Data models will never become obsolete

Data models will never become obsolete

Well for some of you, the title might sound like a given, but over the years I have found out that this is far from a universal truth. About ten or so years ago when data lakes first hyped big time with good cloud availability, I wrote a blog about the need of need for data warehouses. At the time data lakes were marketed as yet another silver bullet to solve all the problems that came with DWs. “Just put all your data in it and then use it in any way you like.” was roughly the marketing promise. I did not buy into this claim, so I wrote a blog about it. My intent was not to defend the traditional ETL-based data warehouse systems on relational databases, but rather to defend the need for data models and data modeling. The blog received a mixed response.

Even though I didn’t mention any technologies to accomplish the required architecture I was greeted with arguments why my opinion was misled by the available technology stack I was “promoting”. And fair enough I was and am dedicated to Microsoft technologies.
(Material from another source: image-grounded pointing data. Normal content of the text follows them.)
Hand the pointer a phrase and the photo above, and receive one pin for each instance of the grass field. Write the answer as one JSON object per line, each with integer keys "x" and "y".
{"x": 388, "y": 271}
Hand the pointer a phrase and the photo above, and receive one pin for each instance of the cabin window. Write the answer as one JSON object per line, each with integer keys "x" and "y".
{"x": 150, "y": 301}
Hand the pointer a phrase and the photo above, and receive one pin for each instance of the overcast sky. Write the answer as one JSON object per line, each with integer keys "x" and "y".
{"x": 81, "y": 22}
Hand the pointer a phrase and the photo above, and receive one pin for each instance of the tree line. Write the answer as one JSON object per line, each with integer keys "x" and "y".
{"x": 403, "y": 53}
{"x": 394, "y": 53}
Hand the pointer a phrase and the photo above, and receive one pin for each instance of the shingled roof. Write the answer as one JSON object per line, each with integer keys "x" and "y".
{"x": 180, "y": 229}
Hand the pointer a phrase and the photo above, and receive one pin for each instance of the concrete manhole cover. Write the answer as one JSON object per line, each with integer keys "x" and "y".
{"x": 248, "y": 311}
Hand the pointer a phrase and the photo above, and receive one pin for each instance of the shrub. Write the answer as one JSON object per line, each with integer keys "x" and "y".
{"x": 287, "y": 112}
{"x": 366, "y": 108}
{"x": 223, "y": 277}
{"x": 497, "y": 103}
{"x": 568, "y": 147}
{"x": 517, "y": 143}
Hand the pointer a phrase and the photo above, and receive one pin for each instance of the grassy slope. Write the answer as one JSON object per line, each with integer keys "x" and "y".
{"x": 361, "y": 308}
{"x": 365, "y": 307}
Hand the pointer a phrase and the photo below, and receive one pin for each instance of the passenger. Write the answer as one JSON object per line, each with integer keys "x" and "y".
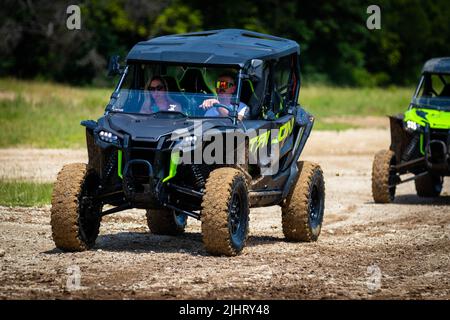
{"x": 158, "y": 99}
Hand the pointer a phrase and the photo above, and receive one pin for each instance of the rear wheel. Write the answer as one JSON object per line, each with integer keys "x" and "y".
{"x": 75, "y": 215}
{"x": 166, "y": 222}
{"x": 302, "y": 212}
{"x": 383, "y": 177}
{"x": 429, "y": 185}
{"x": 225, "y": 212}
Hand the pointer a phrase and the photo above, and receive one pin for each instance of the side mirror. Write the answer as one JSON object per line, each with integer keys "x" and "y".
{"x": 255, "y": 71}
{"x": 114, "y": 67}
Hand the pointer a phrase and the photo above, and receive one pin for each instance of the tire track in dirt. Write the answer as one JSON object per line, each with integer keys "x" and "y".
{"x": 366, "y": 250}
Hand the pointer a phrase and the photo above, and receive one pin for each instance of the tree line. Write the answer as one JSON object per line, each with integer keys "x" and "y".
{"x": 336, "y": 46}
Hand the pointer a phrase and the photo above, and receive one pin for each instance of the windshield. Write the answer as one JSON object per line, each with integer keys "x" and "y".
{"x": 192, "y": 91}
{"x": 433, "y": 91}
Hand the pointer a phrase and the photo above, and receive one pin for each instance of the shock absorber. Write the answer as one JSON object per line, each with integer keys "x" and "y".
{"x": 411, "y": 148}
{"x": 199, "y": 179}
Still, I felt greatly misunderstood, and probably because I lacked the required experience, I wasn’t able really to process the feedback correctly and it left me discouraged for a long time to share my ideas publicly which was unfortunate. Now I felt it might finally be a time to “lift the cat on the table” again (a Finnish idiom about bringing up a difficult subject 😉).

 

Data modeling is here again, or is it?

Previously, most of the criticism was about insufficient technology stack to be able to provide a system that could handle the entire spectrum of structured, semi-structured, and unstructured data. I feel that we are now way ahead of the point where this might have been true. And still, my opinion remains to be the same: We do need a centralized governed data model for the data that we gather to be useful in many cases. Now centralized might be a bit strict way of saying this, but what I mean with it is that different parts of businesses need to agree on the terminology of core business entities and how it is presented through their data. This data modeling is needed so that data produced by these different units can be joined together to make organization-wide analytics. 
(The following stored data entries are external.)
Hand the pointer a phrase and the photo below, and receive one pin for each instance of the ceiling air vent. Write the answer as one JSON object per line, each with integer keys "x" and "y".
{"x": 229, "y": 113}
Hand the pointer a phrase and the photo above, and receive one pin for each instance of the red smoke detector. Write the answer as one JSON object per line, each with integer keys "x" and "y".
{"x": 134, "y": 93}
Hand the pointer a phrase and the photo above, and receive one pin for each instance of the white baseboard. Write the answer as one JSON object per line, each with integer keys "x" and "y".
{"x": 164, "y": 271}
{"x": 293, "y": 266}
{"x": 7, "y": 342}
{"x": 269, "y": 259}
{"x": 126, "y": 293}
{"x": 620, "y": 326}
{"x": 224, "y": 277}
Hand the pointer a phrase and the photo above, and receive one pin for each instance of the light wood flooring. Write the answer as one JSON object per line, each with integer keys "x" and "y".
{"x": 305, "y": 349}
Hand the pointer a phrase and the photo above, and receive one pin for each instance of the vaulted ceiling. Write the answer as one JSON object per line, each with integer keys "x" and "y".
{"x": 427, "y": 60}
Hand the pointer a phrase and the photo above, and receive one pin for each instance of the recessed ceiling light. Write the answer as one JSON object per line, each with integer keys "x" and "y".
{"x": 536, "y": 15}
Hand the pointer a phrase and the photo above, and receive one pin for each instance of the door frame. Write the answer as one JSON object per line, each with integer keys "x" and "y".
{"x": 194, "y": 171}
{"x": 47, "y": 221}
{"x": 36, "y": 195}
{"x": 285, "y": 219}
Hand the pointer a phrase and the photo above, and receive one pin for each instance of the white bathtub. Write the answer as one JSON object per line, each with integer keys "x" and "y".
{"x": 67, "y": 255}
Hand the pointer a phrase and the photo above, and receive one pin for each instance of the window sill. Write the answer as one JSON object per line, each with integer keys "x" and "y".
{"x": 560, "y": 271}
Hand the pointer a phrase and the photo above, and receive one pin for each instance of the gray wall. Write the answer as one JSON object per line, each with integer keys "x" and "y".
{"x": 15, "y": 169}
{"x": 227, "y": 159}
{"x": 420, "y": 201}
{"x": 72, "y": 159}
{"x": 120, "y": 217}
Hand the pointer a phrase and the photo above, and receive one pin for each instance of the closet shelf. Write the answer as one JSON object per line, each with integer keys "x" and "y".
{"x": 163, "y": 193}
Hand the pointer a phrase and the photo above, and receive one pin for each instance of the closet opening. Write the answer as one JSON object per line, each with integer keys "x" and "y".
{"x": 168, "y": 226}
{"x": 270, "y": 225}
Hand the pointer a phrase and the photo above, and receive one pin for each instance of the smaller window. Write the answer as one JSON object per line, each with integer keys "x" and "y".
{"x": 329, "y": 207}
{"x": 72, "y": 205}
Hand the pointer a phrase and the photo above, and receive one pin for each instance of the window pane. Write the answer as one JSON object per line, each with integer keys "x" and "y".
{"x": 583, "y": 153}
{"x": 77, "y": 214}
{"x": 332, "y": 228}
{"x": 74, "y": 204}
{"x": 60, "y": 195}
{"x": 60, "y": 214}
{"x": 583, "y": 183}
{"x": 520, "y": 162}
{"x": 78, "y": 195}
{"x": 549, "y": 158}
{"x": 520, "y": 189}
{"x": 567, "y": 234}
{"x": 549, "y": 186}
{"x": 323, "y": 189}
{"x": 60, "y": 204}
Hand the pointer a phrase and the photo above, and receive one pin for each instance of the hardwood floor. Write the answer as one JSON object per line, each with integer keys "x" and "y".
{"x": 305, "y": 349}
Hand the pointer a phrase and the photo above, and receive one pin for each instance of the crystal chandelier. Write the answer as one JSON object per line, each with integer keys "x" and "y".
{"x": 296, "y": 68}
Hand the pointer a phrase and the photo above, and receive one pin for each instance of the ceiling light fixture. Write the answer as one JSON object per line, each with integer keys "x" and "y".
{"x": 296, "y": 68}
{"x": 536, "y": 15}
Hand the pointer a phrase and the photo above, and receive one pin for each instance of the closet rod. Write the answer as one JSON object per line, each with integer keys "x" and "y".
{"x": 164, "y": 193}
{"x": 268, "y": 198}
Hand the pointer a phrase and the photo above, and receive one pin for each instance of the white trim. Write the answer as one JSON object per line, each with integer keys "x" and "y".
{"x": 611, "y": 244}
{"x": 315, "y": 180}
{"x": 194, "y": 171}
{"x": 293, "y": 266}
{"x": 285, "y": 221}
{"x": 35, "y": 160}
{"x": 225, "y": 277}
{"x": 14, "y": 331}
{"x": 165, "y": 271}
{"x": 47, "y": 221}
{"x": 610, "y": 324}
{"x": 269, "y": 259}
The data model doesn’t need to be a physical one. Meaning that if your data model and transformations don’t require storing copies of the data for technical reasons like security or performance then it shouldn’t be done. On the other hand, there is a claim that no materialization of data is ever needed but this is just not true. There are times when it becomes purely an optimization and cost optimization thing to store some data. For example, very badly formatted source data structures make it impossible to run well-optimized queries on them and you need to reformat (model) them to be useful. But even when you don’t need to create an actual physical data model, the virtual model is still a model.

The problematic thing with data models, even if they are not physical ones, is that they are hard to build. It requires both business experts and technical data specialists to build them. This means that very different kinds of people need to come together and talk. Business experts could view this as an opportunity to mentor developers to understand their business for them to become more efficient with their job. I don’t think I know many data specialists who wouldn’t jump at the opportunity to learn about core business concepts that link to the work they are doing. When correctly done the different levels of data modeling, meaning conceptual, logical, and physical data models can become incredibly useful tools for communication. So in my opinion, even though data models take time and effort to be built, they are very much worth the time to create them.
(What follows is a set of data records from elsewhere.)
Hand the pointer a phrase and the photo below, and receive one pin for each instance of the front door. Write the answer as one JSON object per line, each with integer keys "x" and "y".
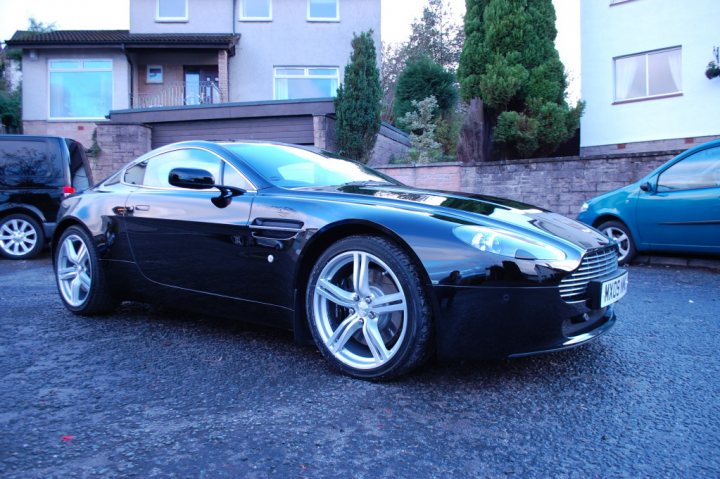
{"x": 201, "y": 85}
{"x": 683, "y": 211}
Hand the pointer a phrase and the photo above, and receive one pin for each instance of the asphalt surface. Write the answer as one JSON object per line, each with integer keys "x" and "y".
{"x": 151, "y": 392}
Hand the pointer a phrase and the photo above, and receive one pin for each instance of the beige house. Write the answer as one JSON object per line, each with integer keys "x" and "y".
{"x": 188, "y": 52}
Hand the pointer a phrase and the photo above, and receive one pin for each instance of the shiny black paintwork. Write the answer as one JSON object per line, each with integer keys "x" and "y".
{"x": 251, "y": 259}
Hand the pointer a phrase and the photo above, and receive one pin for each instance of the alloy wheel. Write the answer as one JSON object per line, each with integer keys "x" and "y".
{"x": 18, "y": 237}
{"x": 74, "y": 270}
{"x": 360, "y": 310}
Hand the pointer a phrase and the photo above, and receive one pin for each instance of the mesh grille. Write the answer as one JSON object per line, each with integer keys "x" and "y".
{"x": 595, "y": 265}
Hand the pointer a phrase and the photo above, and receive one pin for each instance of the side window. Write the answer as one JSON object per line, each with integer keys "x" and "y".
{"x": 156, "y": 170}
{"x": 29, "y": 163}
{"x": 231, "y": 177}
{"x": 701, "y": 170}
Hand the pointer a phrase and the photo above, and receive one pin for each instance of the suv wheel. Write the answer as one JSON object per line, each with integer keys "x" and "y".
{"x": 21, "y": 237}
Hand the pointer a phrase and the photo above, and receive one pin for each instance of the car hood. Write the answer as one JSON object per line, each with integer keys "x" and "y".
{"x": 487, "y": 210}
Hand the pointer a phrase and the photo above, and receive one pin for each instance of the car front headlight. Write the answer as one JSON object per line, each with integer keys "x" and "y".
{"x": 507, "y": 243}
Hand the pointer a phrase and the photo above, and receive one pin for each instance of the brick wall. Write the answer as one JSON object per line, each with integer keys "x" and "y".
{"x": 558, "y": 184}
{"x": 76, "y": 130}
{"x": 119, "y": 144}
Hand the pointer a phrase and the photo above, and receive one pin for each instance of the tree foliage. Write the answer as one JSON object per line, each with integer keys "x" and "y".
{"x": 436, "y": 35}
{"x": 509, "y": 60}
{"x": 357, "y": 105}
{"x": 423, "y": 78}
{"x": 424, "y": 147}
Now there is seems to be two different camps about data modeling. Other camp thinks of them as critical over-arched communication tools required for large enterprise-wide data solutions. The other camp proposes that data models should only be built as small use-case-specific implementations. I think they are both needed. I am equally worried about going full end of either of these methods. Everything in one wide and carefully modelled structure is in my opinion where the old data warehouses failed. Instead, we should try to identify those cross-business entities needed for cross-business analytics and create a base data model for these. After and based on these general models we should build those business and case-specific implementations. This is how we can make the results from these specialized data models and calculations more easily sharable and widely adaptable.

 

Never forget the swamps

Now after few years after the data lakes were widely adapted, we saw the failures in them. Data was loaded into the data lakes as proposed, many times however little to no consideration of data models or quite frankly any data governance thinking whatsoever. Data was stored but it was hard to access or in some cases even to be found. In some cases, no one even knew anymore what was in these data lakes as governance with data modeling was forgotten. The data swamps were born and even though every kind of data was available it couldn’t be utilized. Currently, this type of thinking might be even scary as GDPR and other privacy laws need to be acknowledged. Is storing something, without knowing what it specifically contains, an option anymore?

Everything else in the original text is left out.